In art we discover how intended patterns reveal suggestive accidental patterns, how positive shapes reveal negative shapes. In the early 1600s artists of the Mughal empire plotted out their small works making flattened shapes of flora and fauna They allowed the negative adjacent space to create rhythmic designs echoing the intended shapes of the flora and fauna. The image ran from symbolic content to decorative surface.
Example 1 provides an example. Notice the negative shapes and their rhyming with the positive shapes. Notice that animals and flora share postures and scale sizes as well as the negative shapes. The image is a flattened map of interweaving forms which flips in our brain to become a dance of animals, flora and interlocking forms.
While painting I realize how indebted I am to the decorative schema of the Mughal artists, or the decorations on the sides of ancient craters or Native American ceramic patterns. In making a painting If find this intertwining of vegetable forms with rhythmic abstract patterns can be coaxed into an illusion which refers back to the multicultural history of decorative patterns.
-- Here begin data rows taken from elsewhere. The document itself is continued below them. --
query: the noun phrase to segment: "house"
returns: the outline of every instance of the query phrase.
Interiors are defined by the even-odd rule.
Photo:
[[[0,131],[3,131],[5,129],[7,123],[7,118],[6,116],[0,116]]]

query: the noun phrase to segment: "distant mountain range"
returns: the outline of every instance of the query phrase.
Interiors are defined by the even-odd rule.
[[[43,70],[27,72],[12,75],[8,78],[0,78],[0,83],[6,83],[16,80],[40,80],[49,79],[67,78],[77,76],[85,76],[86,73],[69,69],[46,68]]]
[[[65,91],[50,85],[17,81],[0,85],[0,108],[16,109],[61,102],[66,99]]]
I find the chaotic patterns of interlaced flora in a meadow offers an opportunity for beginning a painting with patterns. Here is a subject which has one foot in illusionism and one in flat patterns. Example 2 presents a photograph of a November meadow alongside my initial painting. The painting aims at building both patterns and ambiguous information. Example 3 presents the painting after further development. Example 4 is another version of the same image but, stretched into a vertical (oil on paper). This was a demonstration piece from the Art of the Carolinas this month.
The image still wanted greater design simplicity, more motion (vitality), and a more singularly coherent design. I began again in oil on anodized aluminum, 24×24. The sensation of leaves attracted toward the ground plane with a vertical sense of motion served as motivation. Example 5. presents the first step before greater edge clarification and then later edge obfuscation as seen in example 6.
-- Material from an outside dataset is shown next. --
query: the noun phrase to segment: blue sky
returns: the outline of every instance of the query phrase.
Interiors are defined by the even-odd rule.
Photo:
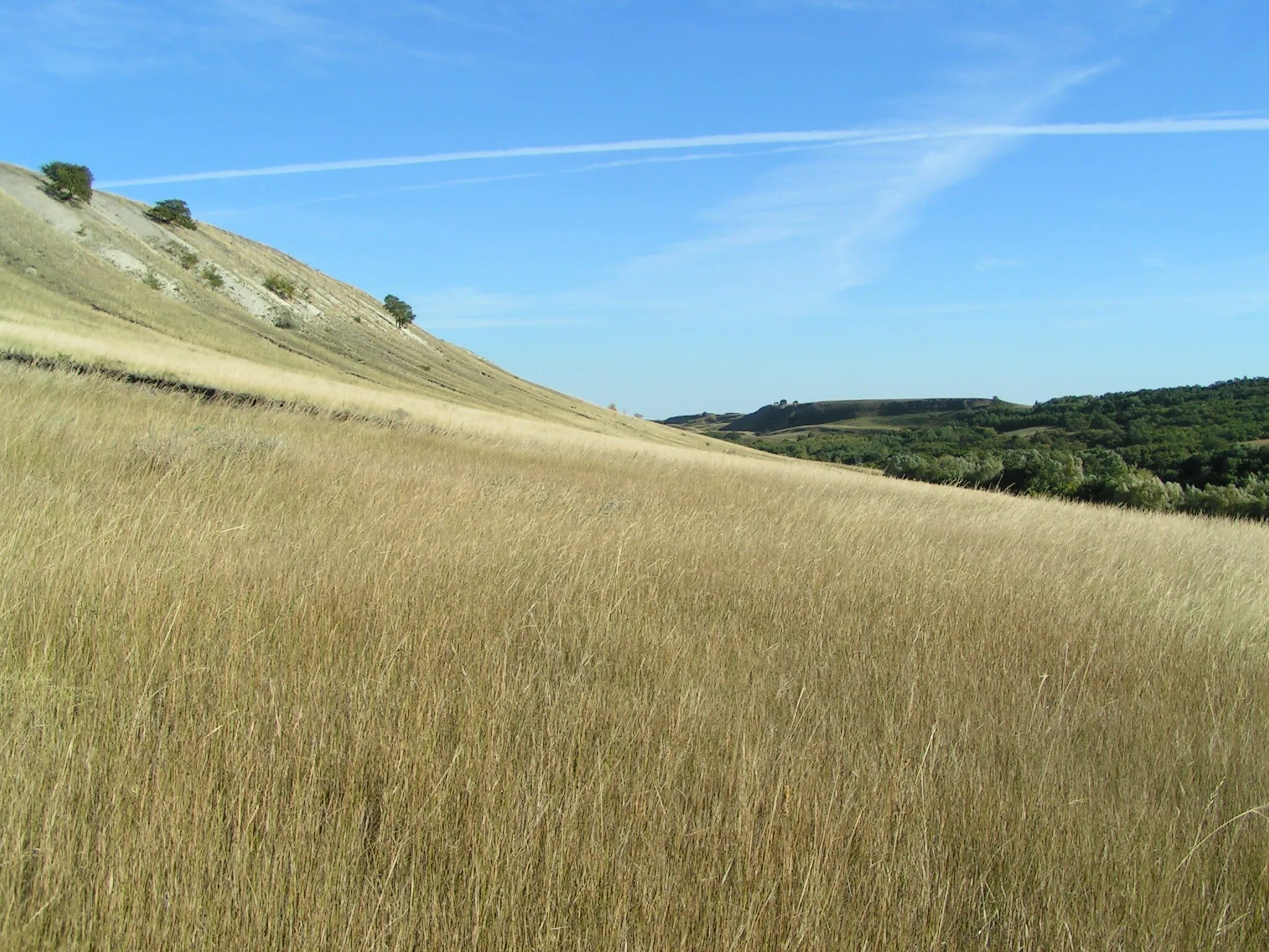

Each version offers its own different set of negative/positive relationships. Blurring them was my strategy to unify the surface.
In the next sequence I begin with a recent painting that has failed to stir me, an oil on brushed gold anodized aluminum 48×48, example 7. Example 8 presents the next step (step one) which was to cover and reveal parts of example 7 as I superimposed another natural patterned image. Example 9 presents step two. It’s as far as I gone to date ( as of today). My process is to blur and reveal, then repeat. I find rhyming flora shapes in the interstitial spaces as well as the definitive spaces (leaf shapes). Even the larger light area above is meant as a mirrored counterpoint to the darker blue area below. Macro and micro shapes look for correlates in negative and positive shapes.
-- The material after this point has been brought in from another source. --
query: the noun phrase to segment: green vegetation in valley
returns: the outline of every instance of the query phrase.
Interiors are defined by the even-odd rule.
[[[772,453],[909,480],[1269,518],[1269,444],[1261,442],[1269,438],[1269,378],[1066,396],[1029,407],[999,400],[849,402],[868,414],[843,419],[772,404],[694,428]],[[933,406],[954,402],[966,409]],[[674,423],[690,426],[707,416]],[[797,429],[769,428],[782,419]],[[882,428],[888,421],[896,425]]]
Finally, I noticed the Mughal painting relied on curves and circular forms to carry a harmonic rhythm through the painting. When I tried to find a similar circular set of rhythms I found I was brought back to trying another water circle painting but now with a greater awareness of the Mughal precedent. For me this meant I would try to have layers of interlocking shapes, some with broken horizontal intentions and some with broken circular intentions.